Large outdoor events organized by schools should comply with the mask regulations issued by the Central Epidemic Command Center (CECC), it added.
The new guidelines came into effect yesterday, and people in Taiwan are no longer required to wear masks outdoors for the first time since May 19 last year.
Photo: Rachel Lin, Taipei Times
The CECC announced the easing of the mask mandate on Monday, adding that it was still considering whether to impose the requirement at large open-air gatherings, such as during New Year’s Eve events when crowds gather closely.
According to the new MOE guidelines, teachers can take off masks while lecturing indoors, but students should keep their masks on.
Classrooms should be well ventilated and cleaned regularly, and equipment or tools used in class should be properly disinfected after use, the ministry said.
The guidelines stipulate that mouthpieces of wind instruments as well as microphones cannot be shared during classes.
Students should be divided into fixed groups while conducting experiments, and equipment should not be shared or should be disinfected before being handed over to others, the guidelines said.
Schools should follow the CECC’s regulations when holding entrance exams and can adjust assessment methods if needed, it said.

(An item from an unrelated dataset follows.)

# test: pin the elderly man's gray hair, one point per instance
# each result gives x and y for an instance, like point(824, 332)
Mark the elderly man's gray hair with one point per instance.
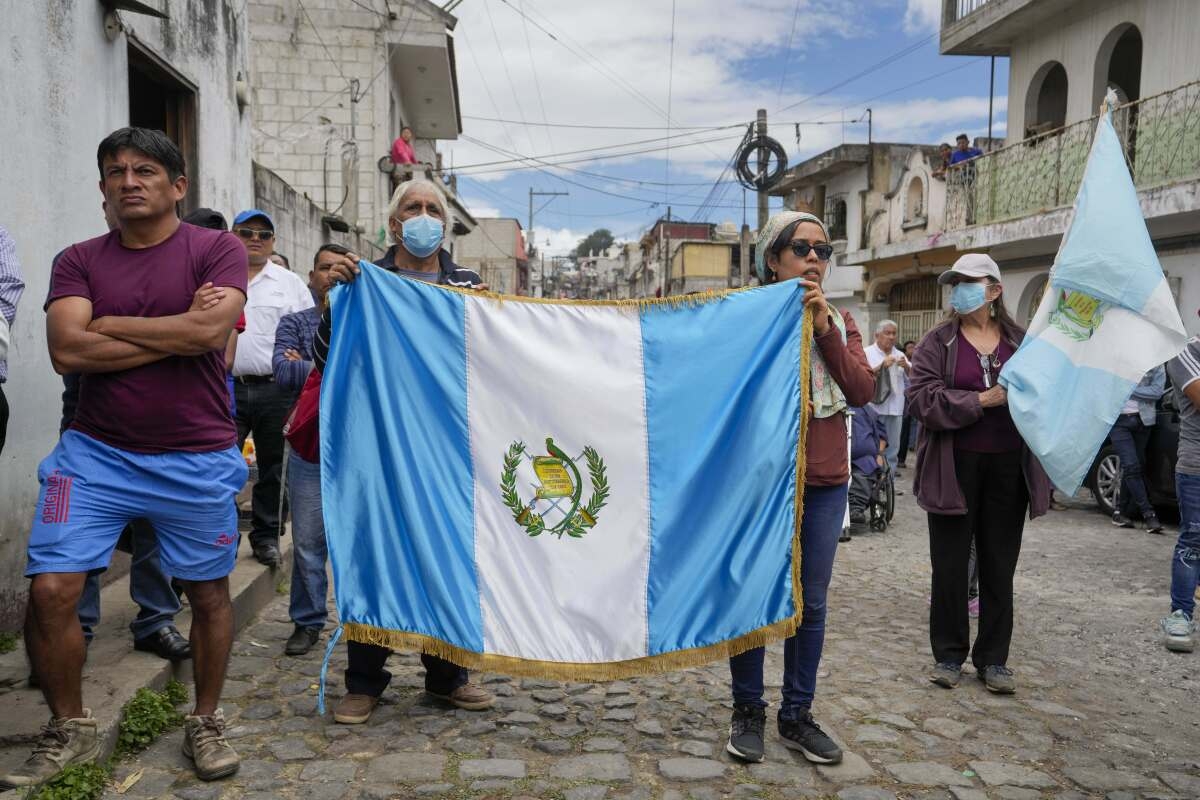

While holding on-site written exams, schools can refer to the disease prevention measures taken during the General Scholastic Ability Test and the Advanced Subjects Test this year, the ministry said.
Health monitoring methods such as temperature measurements can be adjusted based on the venue and activities, it said.
If school staff develop a fever, acute respiratory infection, abnormal sense of smell and taste, diarrhea or other symptoms, they should not go to work or enter the campus, and should seek medical treatment immediately or rest at home, it added.
Schools can implement stricter disease prevention policies when needed, but must not use vaccination records or the results of polymerase chain reaction or rapid tests to determine enrollment eligibility of students, the guidelines said.
The ministry is to conduct random spot checks on schools’ implementation of disease prevention policies, it added.
Taiwan yesterday reported 15,651 new COVID-19 infections, all except 56 of which were domestically transmitted, and 53 deaths from the disease, the CECC said.
The new cases represented a 4.4 percent drop from a week earlier, CECC data showed.
The deceased ranged in age from their 30s to their 90s. All but two had underlying health conditions, while 27 had not received any doses of a COVID-19 vaccine, the CECC said.